The idea: a free, open source toolkit for grassroots news publishing that powers independent, community-focused journalism on shoestring budgets. Dummying ain't dead, it's just digital.
- Free. Done right Dummy would ensure the only technical cost for small publishers would be renewing their domain name
- Open source. Code that publishers can use and alter as they see fit
- Decentralised. Flexible enough to interact with all manner of third party platforms without being overly reliant on any of them
- Bypasses tech giants. Web monopolies have made a lot of things awful. Dummy would shift relationships from them to readers and the communities they belong to
- Facilitate multiple income streams. From patron schemes to advertising, make it simpler for build sustainable incomes
The first pass at this concept has the different Dummy segments largely entwined in one template, though with one eye on the possibility of their being separated into distinct parts that can be used on their own.

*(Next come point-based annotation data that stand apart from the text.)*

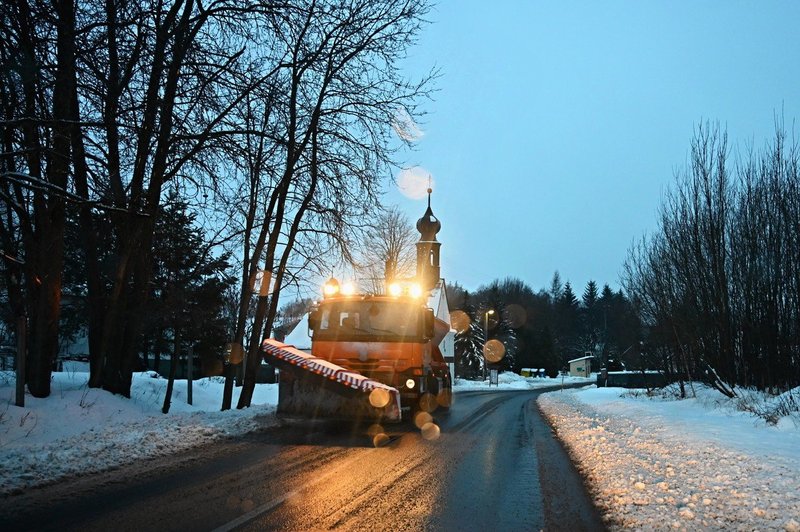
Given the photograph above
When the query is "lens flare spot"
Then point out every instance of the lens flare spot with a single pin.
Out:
(379, 398)
(494, 350)
(421, 418)
(445, 398)
(459, 320)
(413, 182)
(379, 440)
(430, 431)
(427, 403)
(374, 430)
(516, 315)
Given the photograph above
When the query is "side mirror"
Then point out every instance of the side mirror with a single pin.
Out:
(428, 323)
(313, 320)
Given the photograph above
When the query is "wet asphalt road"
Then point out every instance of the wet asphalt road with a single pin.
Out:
(494, 466)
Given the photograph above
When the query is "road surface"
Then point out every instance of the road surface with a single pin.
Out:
(493, 466)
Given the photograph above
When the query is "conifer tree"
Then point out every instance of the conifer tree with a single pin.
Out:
(469, 342)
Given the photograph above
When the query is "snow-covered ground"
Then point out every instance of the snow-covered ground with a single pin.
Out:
(512, 381)
(693, 464)
(79, 430)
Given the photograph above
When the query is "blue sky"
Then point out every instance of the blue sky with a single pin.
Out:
(557, 126)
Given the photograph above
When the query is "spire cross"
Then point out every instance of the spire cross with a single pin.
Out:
(430, 189)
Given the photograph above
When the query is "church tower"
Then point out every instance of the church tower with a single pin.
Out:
(428, 272)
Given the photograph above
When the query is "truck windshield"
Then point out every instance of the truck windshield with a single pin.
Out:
(365, 320)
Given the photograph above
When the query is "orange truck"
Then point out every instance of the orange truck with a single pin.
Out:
(390, 340)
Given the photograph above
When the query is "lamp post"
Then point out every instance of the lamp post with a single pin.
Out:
(485, 337)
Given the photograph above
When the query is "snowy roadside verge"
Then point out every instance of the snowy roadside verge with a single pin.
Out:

Getting this to work as one thing is a big enough job, but there's plenty of potential for pieces to break off and become useful in their own right.
A few such opportunities that come to mind...
A selection of components made specifically for news/editorial websites. The types of things it might include are:
- Content block
- Author details
- Article headers
- Masthead
- Navigation
- Ads
- Related/suggested content
- Homepage/front layouts
- Support prompts
The groundwork for this will grown organically in the initial template and if it feels worth it a time might come when they can be extracted to their own package.
Allow news websites to sell ad space directly to local businesses, bypassing established channels that lead to meagre payouts for publications and dreadful UI experiences for readers.
An intuitive, easy interface for managing content, authors, sections, media, publication details, etc. Leaning into headless solutions for the time being as this would be a rabbit hole but worth highlighting.
For all of these pieces to work together they need to be playing to the same tune. Should parts break off and be released as standalone packages then it would make sense make the common types and utils available too.
This is all very much a work in progress.